Poi la nostra mitica Sabine casualmente mi ha inviato questo link interessantissimo, nel quale ho letto che il grano sardo era (come pensavo) soprattutto il Senatore Cappelli, quindi forse avrei potuto farle solo con grano duro? C’è qualche sardo doc che mi illumina? :-)
Per quanto riguarda le uova invece inizialmente avevo trovato solo ricette che le prevedevano, ma avevo un sospetto “senzauovo” così alla fine ho trovato questa versione de-uovata e ho deciso di seguirla. Ma se preferite un tuorlo mettetecelo. L’albume no, perché secondo me le renderebbe meno friabili. Comunque la friabilità il giorno dopo la pèrdono, ma vi assicuro che le mangerete lo stesso. Facciamo una scommessa 3:-)
Ingredienti:
250 grammi di semolato di grano duro
250 grammi di farina di farro dicocco (bianca o semintegrale)
mezzo cucchiaino di sale marino integrale
130 grammi di strutto felice
acqua quanto basta (190 grammi circa)
la buccia di 2 limoni assolati
70 grammi di zucchero grezzo chiaro
200 grammi di miele non dolcissimo, possibilmente allo stato liquido
Mescolate le due farine con il sale, lo zucchero e la buccia grattata di uno dei due limoni e aggiungete in cima lo strutto. Sabbiatelo con la punta delle dita come si fa per la pasta frolla, poi aggiungete un po’ d’acqua alla volta fino a ottenere un composto maneggiabile (non esagerate altrimenti sviluppa glutine e diventa duro).

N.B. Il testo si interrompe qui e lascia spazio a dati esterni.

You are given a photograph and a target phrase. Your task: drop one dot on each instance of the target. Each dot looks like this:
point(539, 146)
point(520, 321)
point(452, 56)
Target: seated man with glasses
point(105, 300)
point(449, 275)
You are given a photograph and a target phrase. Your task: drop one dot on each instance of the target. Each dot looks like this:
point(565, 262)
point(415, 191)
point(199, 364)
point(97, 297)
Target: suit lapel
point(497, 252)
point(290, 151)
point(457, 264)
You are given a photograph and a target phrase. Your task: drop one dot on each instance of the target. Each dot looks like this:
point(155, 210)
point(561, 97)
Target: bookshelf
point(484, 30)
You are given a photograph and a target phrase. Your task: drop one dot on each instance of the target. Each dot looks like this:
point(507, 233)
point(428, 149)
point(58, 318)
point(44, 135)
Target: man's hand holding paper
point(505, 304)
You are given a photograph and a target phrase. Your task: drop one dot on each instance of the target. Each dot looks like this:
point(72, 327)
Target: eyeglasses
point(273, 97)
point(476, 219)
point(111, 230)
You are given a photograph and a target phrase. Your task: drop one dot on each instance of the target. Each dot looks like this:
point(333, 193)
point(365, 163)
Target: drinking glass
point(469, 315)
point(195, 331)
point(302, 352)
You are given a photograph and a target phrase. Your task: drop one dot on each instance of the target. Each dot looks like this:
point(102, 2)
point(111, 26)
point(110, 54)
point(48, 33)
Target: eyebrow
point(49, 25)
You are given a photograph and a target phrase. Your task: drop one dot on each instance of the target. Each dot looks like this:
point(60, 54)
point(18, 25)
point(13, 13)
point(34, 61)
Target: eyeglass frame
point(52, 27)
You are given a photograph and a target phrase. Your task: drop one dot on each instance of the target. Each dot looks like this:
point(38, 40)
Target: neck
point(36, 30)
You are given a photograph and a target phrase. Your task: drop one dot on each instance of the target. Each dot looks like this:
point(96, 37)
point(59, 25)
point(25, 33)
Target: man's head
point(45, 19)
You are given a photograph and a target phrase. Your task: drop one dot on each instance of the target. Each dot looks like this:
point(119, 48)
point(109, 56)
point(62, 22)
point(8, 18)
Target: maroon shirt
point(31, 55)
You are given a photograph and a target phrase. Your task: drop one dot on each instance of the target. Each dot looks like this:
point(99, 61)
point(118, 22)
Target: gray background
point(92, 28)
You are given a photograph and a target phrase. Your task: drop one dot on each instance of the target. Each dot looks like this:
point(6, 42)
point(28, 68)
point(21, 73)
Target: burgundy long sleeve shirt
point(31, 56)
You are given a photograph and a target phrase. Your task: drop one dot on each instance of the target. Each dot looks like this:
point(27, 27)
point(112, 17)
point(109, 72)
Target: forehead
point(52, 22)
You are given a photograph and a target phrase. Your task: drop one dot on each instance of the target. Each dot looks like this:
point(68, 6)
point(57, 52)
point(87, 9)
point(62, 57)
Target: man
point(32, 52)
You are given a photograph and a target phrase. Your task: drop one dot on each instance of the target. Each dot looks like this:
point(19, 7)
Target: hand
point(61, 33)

Lasciate riposare una mezz’oretta, poi impastatelo ancora un pochino fino a quando è bello liscio, e lasciatelo riposare ancora almeno un’ora, ben coperto oppure avvolto nella pellicola senza pvc. Prendete una noce di impasto (circa 20 grammi) e cominciate ad arrotolarlo sul piano fino a ottenere un cordoncino dello spessore di una matita (guardate le foto).
Riunite le due estremità, tenetele ferme con la mano sinistra e con la mano destra arrotolate l’impasto sul piano, dev’essere piuttosto serrato, qui potete vedere un video dove si capisce molto chiaramente come fare.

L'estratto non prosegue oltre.